Il Maxi-processo animò negli ambienti malavitosi la volontà di scrivere un nuovo capitolo basato su un compromesso. La trattativa Stato-mafia, difatti, affonda le radici della sua elaborazione già nel periodo delle stragi di Falcone e Borsellino. Ciò che essa si riproponeva era dar vita a un nuovo rapporto tra i due enti, non più basato su un’ardente lotta reciproca, bensì su una relazione più “distesa”, dove da un lato Cosa Nostra prometteva di porre fine alle proprie aggressioni e dall’altro le istituzioni avrebbero dovuto modificare quanto previsto dall’articolo 41 bis, disciplinante il c.d. “carcere duro” che tra i vari destinatari riconosceva anche i militanti mafiosi. Tra le figure politiche vicine agli ambienti di Cosa Nostra si distinse Salvatore Lima, appartenente al filone democristiano, il quale ricoprì il ruolo di immediato riferente di Salvatore Riina in merito alle dinamiche politiche antecedenti il Maxi-processo. Durante quest’ultimo però, Lima non si espresse a favore dell’organizzazione malavitosa, un fatto che venne percepito con forte delusione da Riina. Il 12 marzo 1992 fu dunque ucciso per mano del mafioso Francesco di Carlo. Fondamentale è stato anche il contributo di Calogero Mannino, appartenente prima alla Democrazia Cristiana, poi all’Unione di Centro e successivamente al Gruppo Misto, il quale è stato processato più volte per la sua vicinanza alla realtà mafiosa ma periodicamente assolto. Già prima dell’inizio del Maxiprocesso e dell’inizio della trattativa, anche Giulio Andreotti, figura di rilievo della Democrazia Cristiana, ebbe modo di legarsi a Cosa Nostra. Egli fu accusato di aver collaborato a lungo con l’organizzazione, anche partecipando a incontri con i suoi esponenti al fine di discutere dei reciproci interessi. Buscetta confessò inoltre che Andreotti era il soggetto che forniva le informazioni da riferire a Cosa Nostra allo stesso Salvatore Lima. Ciò che Cosa Nostra richiedeva allo Stato venne racchiuso in un papello (elenco), tra cui rientravano la revisione di quanto deciso nel Maxiprocesso, gli arresti domiciliari obbligatori dopo il compimento dei 70 anni d’età, l’abrogazione dell’articolo 41 bis , l’arresto solo in flagranza di reato e carcerazione in prossimità della residenza dei familiari.

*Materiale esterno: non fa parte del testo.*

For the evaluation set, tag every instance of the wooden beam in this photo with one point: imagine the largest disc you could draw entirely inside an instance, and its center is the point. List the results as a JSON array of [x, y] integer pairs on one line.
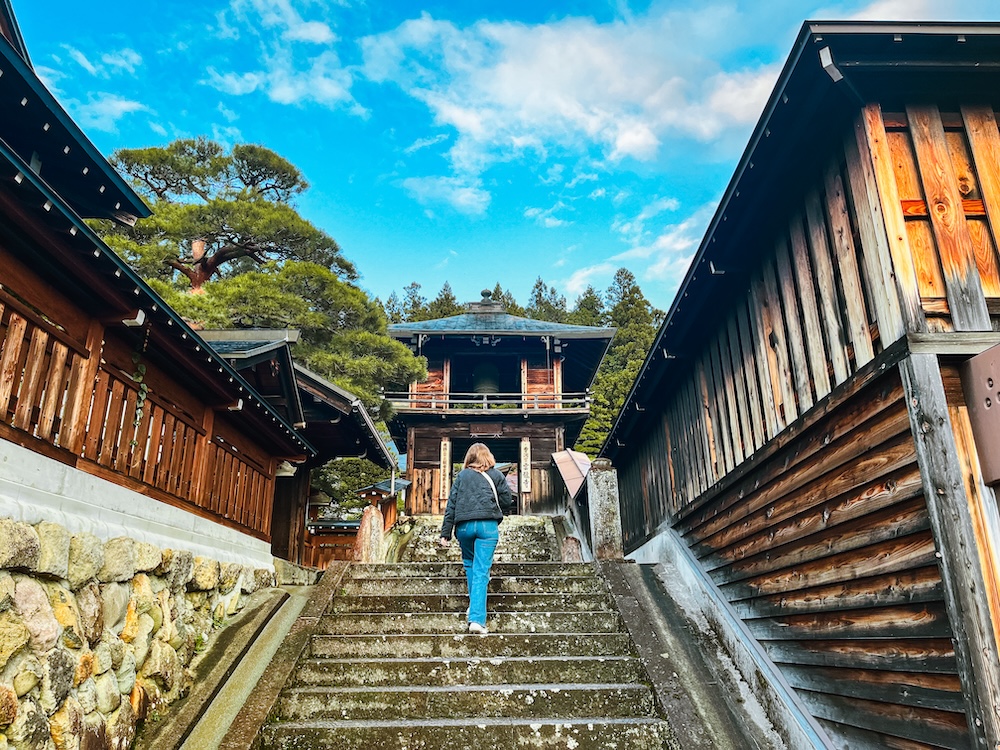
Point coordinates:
[[961, 570], [872, 139], [954, 243]]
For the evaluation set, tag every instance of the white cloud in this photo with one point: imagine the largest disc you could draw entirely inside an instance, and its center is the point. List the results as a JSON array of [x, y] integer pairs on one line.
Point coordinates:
[[422, 143], [546, 217], [580, 279], [507, 88], [81, 59], [125, 59], [465, 198], [103, 111]]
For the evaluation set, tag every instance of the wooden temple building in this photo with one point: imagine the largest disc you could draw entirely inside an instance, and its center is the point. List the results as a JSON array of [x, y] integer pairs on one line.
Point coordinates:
[[816, 432], [516, 384], [116, 417], [333, 420]]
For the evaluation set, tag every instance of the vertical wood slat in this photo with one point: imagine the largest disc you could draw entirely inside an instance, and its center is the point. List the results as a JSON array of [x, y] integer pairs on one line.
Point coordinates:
[[55, 391], [872, 137], [874, 243], [796, 344], [760, 349], [810, 311], [31, 383], [984, 140], [826, 287], [779, 343], [10, 371], [847, 263], [976, 649], [81, 393], [739, 383], [96, 417], [719, 396], [757, 426], [966, 301], [715, 454]]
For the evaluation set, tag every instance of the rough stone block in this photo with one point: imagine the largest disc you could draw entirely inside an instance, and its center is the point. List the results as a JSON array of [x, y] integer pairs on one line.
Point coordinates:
[[64, 608], [28, 675], [31, 602], [66, 725], [57, 680], [205, 576], [53, 556], [176, 568], [147, 557], [91, 607], [8, 705], [14, 636], [19, 545], [86, 558], [115, 599], [6, 590], [119, 560]]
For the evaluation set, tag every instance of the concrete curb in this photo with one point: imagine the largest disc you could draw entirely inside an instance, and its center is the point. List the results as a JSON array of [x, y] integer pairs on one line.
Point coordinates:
[[214, 668], [245, 729]]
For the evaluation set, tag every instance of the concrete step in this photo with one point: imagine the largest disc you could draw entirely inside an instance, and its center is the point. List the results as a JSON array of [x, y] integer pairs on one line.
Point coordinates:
[[414, 586], [458, 734], [455, 569], [440, 622], [460, 602], [410, 645], [567, 701], [450, 671]]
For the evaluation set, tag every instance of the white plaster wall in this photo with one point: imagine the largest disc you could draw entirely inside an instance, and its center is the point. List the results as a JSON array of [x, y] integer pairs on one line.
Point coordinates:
[[35, 488]]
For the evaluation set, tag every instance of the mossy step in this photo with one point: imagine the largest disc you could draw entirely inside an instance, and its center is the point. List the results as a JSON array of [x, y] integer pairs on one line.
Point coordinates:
[[529, 584], [455, 569], [497, 622], [466, 645], [497, 701], [482, 733], [450, 671], [459, 603]]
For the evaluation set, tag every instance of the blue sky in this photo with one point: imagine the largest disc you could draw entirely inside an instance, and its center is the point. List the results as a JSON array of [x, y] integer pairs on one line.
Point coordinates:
[[470, 142]]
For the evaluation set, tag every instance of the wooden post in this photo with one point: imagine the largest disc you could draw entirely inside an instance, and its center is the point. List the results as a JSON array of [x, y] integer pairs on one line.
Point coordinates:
[[81, 390], [965, 589]]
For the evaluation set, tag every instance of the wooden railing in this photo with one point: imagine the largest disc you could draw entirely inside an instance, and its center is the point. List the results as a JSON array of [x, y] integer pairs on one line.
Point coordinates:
[[37, 362], [56, 399], [487, 401]]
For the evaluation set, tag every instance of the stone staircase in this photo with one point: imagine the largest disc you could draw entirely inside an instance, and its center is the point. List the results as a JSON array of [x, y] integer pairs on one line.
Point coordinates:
[[389, 665]]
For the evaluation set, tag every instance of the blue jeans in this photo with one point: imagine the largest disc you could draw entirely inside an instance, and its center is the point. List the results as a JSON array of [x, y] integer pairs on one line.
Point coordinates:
[[478, 540]]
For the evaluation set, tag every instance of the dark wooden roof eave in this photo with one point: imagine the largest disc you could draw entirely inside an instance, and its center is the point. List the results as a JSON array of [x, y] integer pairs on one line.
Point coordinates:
[[113, 285], [805, 97], [75, 167]]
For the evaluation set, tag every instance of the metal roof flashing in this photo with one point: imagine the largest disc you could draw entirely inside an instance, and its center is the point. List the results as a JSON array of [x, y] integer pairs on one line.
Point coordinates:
[[832, 68]]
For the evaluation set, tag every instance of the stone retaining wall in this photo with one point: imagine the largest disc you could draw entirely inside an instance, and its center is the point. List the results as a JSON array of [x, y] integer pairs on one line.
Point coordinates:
[[94, 636]]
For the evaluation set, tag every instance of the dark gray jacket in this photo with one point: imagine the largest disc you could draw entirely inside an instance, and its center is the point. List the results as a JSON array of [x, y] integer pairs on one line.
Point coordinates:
[[471, 499]]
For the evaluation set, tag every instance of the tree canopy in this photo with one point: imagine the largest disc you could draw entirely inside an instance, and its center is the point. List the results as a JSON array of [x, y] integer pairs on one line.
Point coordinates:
[[217, 213]]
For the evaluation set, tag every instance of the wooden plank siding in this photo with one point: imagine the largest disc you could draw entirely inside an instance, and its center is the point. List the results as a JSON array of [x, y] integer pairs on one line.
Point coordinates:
[[826, 551], [864, 556], [77, 402]]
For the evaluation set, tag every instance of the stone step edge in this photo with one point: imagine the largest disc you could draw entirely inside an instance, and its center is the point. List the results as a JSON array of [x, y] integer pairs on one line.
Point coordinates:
[[323, 660], [462, 722], [557, 687]]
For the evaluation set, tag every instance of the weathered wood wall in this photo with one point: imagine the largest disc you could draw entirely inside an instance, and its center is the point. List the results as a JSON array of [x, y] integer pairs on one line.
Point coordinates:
[[808, 505], [67, 390]]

Il caso di Silvio Berlusconi e Marcello dell’Utri

Oltre alle figure politiche già menzionate impegnate nei dialoghi con gli ambienti malavitosi emerge un altro volto, quello di Silvio Berlusconi. Secondo le confessioni di Massimo Ciancimino (figlio di Vito Ciancimino, politico della democrazia cristiana e appartenente al mondo mafioso), ex imprenditore indagato per concorso in associazione mafiosa, emerge che il partito Forza Italia deve la sua genesi proprio alla trattativa Stato-mafia. Una sagoma di rilievo in queste dinamiche è Marcello dell’Utri, membro di Forza Italia (poi del Popolo della Libertà), che nelle ricostruzioni viene descritto come il mediatore tra Cosa Nostra e Silvio Berlusconi. Egli ad esempio stabilì un contatto con Vittorio Mangano, membro di Cosa Nostra, che si vide attribuito il compito di proteggere Berlusconi e i suoi cari dalle minacce ricevute per portare avanti la collaborazione con la malavita. Vittorio fu arrestato, e sebbene sia dell’Utri che Berlusconi abbiano tentato di definirsi non a conoscenza della sua appartenenza alle fila di Cosa Nostra, fu rivelato che al contrario ad entrambi erano ben note le azioni illegali commesse da Mangano. Lo stesso Salvatore Riina ha affermato che, ogni sei mesi, Silvio Berlusconi forniva a Cosa Nostra circa 250 milioni di lire. Ciò che sconcerta maggiormente è che tale collaborazione ha avuto luogo anche dopo l’uccisione di Falcone e Borsellino e durante il periodo in cui hanno avuto luogo altre stragi, tra cui quella in via dei Gergofili avvenuta a Firenze nel maggio del 1993 per la quale sia Berlusconi che dell’Utri sono stati inseriti tra gli indagati.